GuidedBridge: Training-freely Improving Bridge Models with Prior Guidance¶

Conference: ICML 2026
arXiv: 2606.03119
Code: To be confirmed
Area: Image Generation / Diffusion Bridge / Guidance
Keywords: bridge model, prior guidance, frequency modulation, image translation, training-free

TL;DR¶

Addressing diffusion bridge models (data-to-data generation), the paper proposes training-free Prior Guidance (PG): by perturbing a clean prior to construct a "weak prior," the model extrapolates between the denoising results of strong and weak priors to amplify prior utilization. Further incorporating a U-shaped Frequency-modulated PG (FMPG) and a CFG-FMPG cascaded framework, the method consistently improves the FID of pre-trained bridge models such as DDBM / DBIM on tasks like Edges→Handbags, DIODE, and ImageNet inpainting without additional training or increased NFE.

Background & Motivation¶

Background: Diffusion guidance already has two mature paradigms: CFG uses "conditional vs. unconditional" denoising results for extrapolation to strengthen conditional alignment, while AG uses "well-trained vs. under-trained" denoising results for extrapolation to enhance score accuracy. Both essentially "create a quality gap between two denoising steps and extrapolate towards the higher-quality direction." Meanwhile, bridge models (DDBM, DBIM, I2SB, etc.) transform the generation process into data-to-data by conditioning on a clean prior \(\bm{x}_T\), which is more efficient for tasks with strong priors like image-to-image translation and restoration than diffusion starting from pure Gaussian noise.

Limitations of Prior Work: While CFG/AG can be directly ported to bridge models, they fail to utilize the actual key difference between bridge and diffusion: prior exploitation (leveraging the clean prior provided by \(\bm{x}_T\)). In other words, ported guidance only "strengthens conditions" or "corrects score errors" without specifically reinforcing whether the model truly utilizes the prior effectively. Additionally, AG requires training an extra under-trained network, which incurs significant costs.

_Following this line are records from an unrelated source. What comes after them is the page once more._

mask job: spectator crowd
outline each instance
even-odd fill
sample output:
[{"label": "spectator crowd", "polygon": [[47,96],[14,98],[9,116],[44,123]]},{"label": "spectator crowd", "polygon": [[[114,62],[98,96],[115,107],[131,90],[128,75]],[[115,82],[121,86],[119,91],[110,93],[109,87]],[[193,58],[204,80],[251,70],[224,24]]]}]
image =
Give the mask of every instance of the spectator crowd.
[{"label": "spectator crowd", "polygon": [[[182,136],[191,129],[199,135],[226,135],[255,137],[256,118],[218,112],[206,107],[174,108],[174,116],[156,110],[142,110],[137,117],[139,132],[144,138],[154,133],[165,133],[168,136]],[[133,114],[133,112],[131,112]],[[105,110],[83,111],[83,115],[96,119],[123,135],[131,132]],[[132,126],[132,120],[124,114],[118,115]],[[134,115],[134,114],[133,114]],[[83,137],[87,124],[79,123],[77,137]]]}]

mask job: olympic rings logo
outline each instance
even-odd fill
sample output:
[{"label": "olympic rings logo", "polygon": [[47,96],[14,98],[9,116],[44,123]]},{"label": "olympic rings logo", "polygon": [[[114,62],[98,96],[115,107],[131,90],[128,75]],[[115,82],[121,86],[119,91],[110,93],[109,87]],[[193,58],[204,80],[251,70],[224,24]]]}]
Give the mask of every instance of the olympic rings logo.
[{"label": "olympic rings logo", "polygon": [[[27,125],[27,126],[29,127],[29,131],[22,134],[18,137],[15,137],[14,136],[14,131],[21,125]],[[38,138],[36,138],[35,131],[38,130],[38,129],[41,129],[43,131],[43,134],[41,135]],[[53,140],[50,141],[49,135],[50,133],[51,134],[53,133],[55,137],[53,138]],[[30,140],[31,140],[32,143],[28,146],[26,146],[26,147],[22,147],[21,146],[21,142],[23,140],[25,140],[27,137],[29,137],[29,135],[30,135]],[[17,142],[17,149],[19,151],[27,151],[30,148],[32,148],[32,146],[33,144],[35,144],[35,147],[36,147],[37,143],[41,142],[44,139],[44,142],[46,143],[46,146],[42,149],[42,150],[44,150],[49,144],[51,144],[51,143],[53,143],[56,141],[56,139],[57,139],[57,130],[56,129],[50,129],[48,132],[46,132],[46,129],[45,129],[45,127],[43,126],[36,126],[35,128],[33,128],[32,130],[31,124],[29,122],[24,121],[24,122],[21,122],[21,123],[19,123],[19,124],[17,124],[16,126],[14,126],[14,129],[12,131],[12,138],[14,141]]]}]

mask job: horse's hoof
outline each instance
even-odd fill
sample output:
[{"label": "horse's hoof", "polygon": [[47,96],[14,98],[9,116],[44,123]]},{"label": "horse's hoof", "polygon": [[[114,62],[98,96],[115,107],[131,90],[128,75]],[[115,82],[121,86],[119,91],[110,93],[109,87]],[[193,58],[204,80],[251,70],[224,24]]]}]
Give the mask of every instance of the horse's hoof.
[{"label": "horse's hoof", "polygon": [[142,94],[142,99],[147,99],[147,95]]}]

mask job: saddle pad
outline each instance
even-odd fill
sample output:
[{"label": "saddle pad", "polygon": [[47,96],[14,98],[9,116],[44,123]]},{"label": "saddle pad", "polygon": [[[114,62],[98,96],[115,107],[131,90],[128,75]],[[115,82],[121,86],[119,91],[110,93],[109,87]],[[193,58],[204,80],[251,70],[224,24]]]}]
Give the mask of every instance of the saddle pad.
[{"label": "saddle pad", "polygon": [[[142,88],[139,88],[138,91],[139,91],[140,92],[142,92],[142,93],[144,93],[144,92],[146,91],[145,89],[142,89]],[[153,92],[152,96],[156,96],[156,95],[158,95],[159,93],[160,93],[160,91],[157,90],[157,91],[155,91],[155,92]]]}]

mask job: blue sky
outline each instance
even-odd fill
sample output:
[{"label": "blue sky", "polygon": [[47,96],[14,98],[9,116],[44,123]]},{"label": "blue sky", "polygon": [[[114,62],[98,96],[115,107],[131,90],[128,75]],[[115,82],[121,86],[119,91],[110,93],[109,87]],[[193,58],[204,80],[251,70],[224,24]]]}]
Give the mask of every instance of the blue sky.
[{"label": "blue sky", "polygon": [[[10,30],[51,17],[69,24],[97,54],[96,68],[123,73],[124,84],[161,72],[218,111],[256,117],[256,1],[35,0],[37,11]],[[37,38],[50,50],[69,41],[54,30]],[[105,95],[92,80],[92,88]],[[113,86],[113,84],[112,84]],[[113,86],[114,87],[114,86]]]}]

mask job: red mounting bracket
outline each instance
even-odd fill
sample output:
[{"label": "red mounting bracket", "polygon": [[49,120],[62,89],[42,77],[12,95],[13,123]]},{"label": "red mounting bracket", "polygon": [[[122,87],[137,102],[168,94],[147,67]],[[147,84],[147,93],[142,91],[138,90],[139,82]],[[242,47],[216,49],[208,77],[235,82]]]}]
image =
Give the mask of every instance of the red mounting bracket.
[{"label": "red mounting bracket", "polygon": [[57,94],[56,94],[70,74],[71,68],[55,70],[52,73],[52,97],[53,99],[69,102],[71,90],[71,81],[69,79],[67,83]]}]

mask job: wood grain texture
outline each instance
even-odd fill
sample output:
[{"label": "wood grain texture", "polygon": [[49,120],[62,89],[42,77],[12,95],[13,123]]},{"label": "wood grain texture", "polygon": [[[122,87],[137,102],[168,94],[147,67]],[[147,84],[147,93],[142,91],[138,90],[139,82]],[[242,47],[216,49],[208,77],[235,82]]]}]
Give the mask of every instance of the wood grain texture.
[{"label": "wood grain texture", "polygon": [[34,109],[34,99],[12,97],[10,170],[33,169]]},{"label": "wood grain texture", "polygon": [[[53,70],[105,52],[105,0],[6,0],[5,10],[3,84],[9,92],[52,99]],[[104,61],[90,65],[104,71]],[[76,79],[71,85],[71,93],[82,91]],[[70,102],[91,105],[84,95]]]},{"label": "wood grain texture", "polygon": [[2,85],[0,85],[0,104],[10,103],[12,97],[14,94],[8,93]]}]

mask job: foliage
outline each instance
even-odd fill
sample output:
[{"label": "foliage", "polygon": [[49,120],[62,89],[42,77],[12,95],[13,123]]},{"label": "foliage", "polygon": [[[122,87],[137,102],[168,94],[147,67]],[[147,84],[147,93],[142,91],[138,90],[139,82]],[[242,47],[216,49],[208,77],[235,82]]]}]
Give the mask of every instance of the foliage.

Key Challenge: The greatest advantage of bridge models compared to diffusion lacks a corresponding guidance design. Furthermore, the SNR of bridge models follows a U-shaped trajectory (clean at both ends, noisiest in the middle), unlike the monotonically increasing SNR of diffusion. This makes using a constant guidance scale for all timesteps and frequency bands wasteful of the bridge's geometric structure.

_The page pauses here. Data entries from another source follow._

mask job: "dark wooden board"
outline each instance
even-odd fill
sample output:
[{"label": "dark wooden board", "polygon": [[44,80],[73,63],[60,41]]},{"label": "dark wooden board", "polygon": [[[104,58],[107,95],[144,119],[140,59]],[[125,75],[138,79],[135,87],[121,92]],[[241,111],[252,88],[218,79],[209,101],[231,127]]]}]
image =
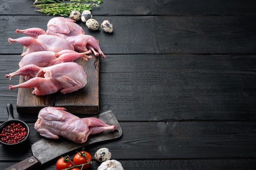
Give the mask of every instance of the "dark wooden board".
[{"label": "dark wooden board", "polygon": [[[0,14],[44,15],[35,11],[34,0],[1,0]],[[250,0],[105,0],[93,7],[94,15],[256,14],[256,4]],[[26,10],[21,9],[26,9]],[[20,9],[17,10],[17,9]]]},{"label": "dark wooden board", "polygon": [[[171,159],[171,160],[118,160],[126,170],[255,170],[255,159]],[[0,169],[10,166],[13,163],[0,163]],[[96,161],[89,170],[97,170],[100,163]],[[209,165],[211,165],[210,166]],[[43,166],[37,170],[56,170],[55,165]]]},{"label": "dark wooden board", "polygon": [[[120,122],[124,130],[120,139],[92,144],[85,149],[93,155],[99,148],[107,147],[111,152],[111,158],[124,161],[124,166],[127,168],[131,166],[132,160],[140,161],[140,163],[135,162],[135,164],[130,168],[143,166],[142,168],[145,169],[150,169],[152,165],[146,163],[150,160],[155,163],[159,161],[161,165],[163,164],[161,166],[166,168],[164,164],[167,163],[170,166],[169,163],[173,161],[176,162],[175,165],[179,164],[177,160],[180,160],[181,163],[187,162],[189,164],[193,162],[202,162],[204,166],[207,162],[215,162],[220,166],[222,162],[229,164],[235,160],[241,159],[243,160],[240,160],[240,162],[245,165],[247,163],[253,163],[255,167],[255,123],[225,121]],[[34,124],[29,124],[29,125],[32,129]],[[34,130],[31,131],[29,140],[31,144],[42,137]],[[10,155],[9,151],[2,147],[0,146],[0,149],[3,151],[0,155],[0,167],[3,167],[4,163],[7,160],[18,162],[31,156],[30,150],[21,155]],[[74,151],[68,155],[72,157],[76,153]],[[220,159],[222,160],[219,160]],[[231,159],[233,161],[229,160]],[[95,160],[93,157],[93,159]],[[247,161],[245,161],[245,159]],[[253,161],[250,161],[251,159]],[[44,165],[42,169],[53,169],[56,161]],[[96,169],[97,165],[94,162],[93,169]],[[186,167],[185,166],[184,167]]]},{"label": "dark wooden board", "polygon": [[[26,50],[24,47],[23,52]],[[44,96],[33,95],[34,88],[18,88],[17,112],[37,114],[42,108],[50,106],[63,107],[73,114],[98,113],[100,57],[91,55],[92,58],[88,61],[81,58],[75,61],[83,66],[86,75],[87,83],[85,87],[70,93],[58,92]],[[23,76],[20,76],[19,84],[24,82]]]},{"label": "dark wooden board", "polygon": [[[118,113],[117,118],[123,121],[255,121],[255,56],[108,55],[100,60],[100,110]],[[8,86],[18,84],[18,79],[10,81],[4,75],[15,71],[9,67],[18,67],[20,57],[1,57],[4,68],[0,70],[1,94],[13,104],[18,90]],[[0,116],[5,120],[7,104],[0,104],[4,113]],[[26,114],[15,112],[15,116],[33,120]]]},{"label": "dark wooden board", "polygon": [[[0,16],[0,21],[6,24],[0,33],[1,53],[21,53],[21,45],[18,43],[10,44],[6,37],[16,38],[23,36],[15,33],[17,29],[38,27],[47,29],[48,21],[53,17],[29,16],[25,20],[22,16]],[[110,20],[113,25],[112,33],[101,29],[90,31],[84,23],[79,24],[86,34],[100,40],[106,57],[108,54],[251,54],[256,50],[256,15],[114,16],[94,18],[99,23]],[[36,22],[38,20],[40,23]]]}]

Goal: (1) Design the first training-free guidance for bridge models where the guidance signal directly corresponds to "prior exploitation"; (2) Match the guidance intensity to the U-shaped SNR and frequency-domain behavior of the bridge; (3) Ensure the method remains applicable even when the prior itself is weak (e.g., masked regions in inpainting).

Key Insight: Since both CFG and AG follow the "create a worse denoising and extrapolate" logic, the most natural way to "create a gap" for a bridge model is to destroy the prior available to the model. Because the bridge has not seen a perturbed prior, it will yield a worse result. This "poor performance" exactly corresponds to "insufficient prior utilization," and the extrapolation direction naturally leads to "better prior utilization."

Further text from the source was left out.